Zweiter Versuch: Brunnsteinspitze (2179m)

18 Jul

Im frühen Frühling hatten wir es ja schon einmal zur Brunnsteinspitze versucht und waren im Schnee versunken. Am letzten Juni-Wochenende starteten wir bei bestem Wetter einen zweiten Versuch, diesmal mit einer Truppe munterer Erasmus-Studierender. Freitagmittag ging es mit der Bahn nach Mittenwald. Meine Kollegin Andrea verlor auf dem Weg zum Bahnhof ihre Schuhsohle und schaffte es, innerhalb weniger Minuten neue, perfekt passende Wanderschuhe zu erwerben. Das ringt mir nach wie vor Bewunderung ab. Mit Schuhen in Mittenwald angekommen ging es über die Hängebrücke am Leitersteig hinauf zur Brunnsteinhütte:

Brunnsteinspitze | raupenblau

(c) Felix Frey

Der Weg über die Brücke ist etwas länger als der Weg vom Wanderparkplatz, aber günstiger, wenn man mit der Bahn anreist; abwechslungsreicher ist er sowieso und die Brücke ist spaßig. Nachdem sich alle Studis mit ihrem Schicksal („Geht das die ganze Zeit bergauf?!“) abgefunden hatten, waren sie umso froher, an der Hütte anzukommen. Mehr hatte ich in weiser Voraussicht für den Tag nicht geplant.

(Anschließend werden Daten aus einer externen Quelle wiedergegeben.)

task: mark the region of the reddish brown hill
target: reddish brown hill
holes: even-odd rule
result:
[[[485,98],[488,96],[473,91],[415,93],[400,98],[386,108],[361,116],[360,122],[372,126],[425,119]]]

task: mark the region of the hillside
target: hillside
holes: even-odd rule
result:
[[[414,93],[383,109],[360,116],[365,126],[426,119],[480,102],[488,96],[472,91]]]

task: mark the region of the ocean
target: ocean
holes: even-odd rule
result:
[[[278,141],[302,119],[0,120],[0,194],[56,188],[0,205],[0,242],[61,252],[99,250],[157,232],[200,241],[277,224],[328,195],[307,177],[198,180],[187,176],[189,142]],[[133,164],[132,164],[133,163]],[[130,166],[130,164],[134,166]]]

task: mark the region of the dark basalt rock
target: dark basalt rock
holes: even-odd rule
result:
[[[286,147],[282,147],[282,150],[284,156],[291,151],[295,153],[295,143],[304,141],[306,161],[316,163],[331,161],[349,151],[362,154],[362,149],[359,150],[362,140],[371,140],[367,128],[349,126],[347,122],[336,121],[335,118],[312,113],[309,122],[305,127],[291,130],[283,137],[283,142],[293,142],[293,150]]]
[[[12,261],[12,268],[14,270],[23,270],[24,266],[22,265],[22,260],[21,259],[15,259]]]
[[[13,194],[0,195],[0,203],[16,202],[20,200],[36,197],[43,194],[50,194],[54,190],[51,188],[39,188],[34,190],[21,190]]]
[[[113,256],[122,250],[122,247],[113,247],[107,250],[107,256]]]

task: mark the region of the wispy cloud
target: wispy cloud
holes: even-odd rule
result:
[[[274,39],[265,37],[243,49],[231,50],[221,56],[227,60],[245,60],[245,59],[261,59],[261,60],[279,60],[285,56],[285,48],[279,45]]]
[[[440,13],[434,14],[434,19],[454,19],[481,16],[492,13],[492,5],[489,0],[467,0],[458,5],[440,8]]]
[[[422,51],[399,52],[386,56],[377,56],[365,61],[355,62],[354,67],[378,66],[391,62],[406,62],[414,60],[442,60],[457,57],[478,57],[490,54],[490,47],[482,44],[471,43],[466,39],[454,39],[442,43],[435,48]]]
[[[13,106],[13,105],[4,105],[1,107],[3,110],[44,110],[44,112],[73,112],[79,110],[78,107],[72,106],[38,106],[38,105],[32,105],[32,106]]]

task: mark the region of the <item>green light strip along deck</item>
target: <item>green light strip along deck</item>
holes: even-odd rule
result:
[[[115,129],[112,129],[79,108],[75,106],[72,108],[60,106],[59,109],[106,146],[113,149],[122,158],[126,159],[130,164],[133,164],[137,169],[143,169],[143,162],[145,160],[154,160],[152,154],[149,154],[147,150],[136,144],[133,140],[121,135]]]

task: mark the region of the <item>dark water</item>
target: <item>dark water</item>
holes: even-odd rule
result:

Brunnsteinspitze | raupenblau

(c) Felix Frey

Brunnsteinspitze | raupenblau

(c) Felix Frey

Ein paar Studis versuchten noch, mit dem Esel zu schmusen (das Tier lebt mit einigen befreundeten Ziegen an der Hütte), der aber zu dieser Tageszeit eher grummelig ist. Frühmorgens ist er sehr verschmust, was einen auf dem Weg zur Toilette etwas erschrecken kann.

Brunnsteinspitze | raupenblau

(c) Felix Frey

Am nächsten Tag machten wir uns dann an den Gipfel. Erst ging es durch Latschen kontinuierlich bergauf. Nach einiger Zeit erreicht man dann schon felsigeres Gelände:

Brunnsteinspitze | raupenblau

Rechts im Bild: der Fotograf

Die Kletterstellen waren für die meisten kein Problem, aber ein steiles Geröllstück forderte einige Nerven und viel Geduld. Dafür wurden wir mit ersten tollen Gebirgslandschaften belohnt. Many selfies were taken.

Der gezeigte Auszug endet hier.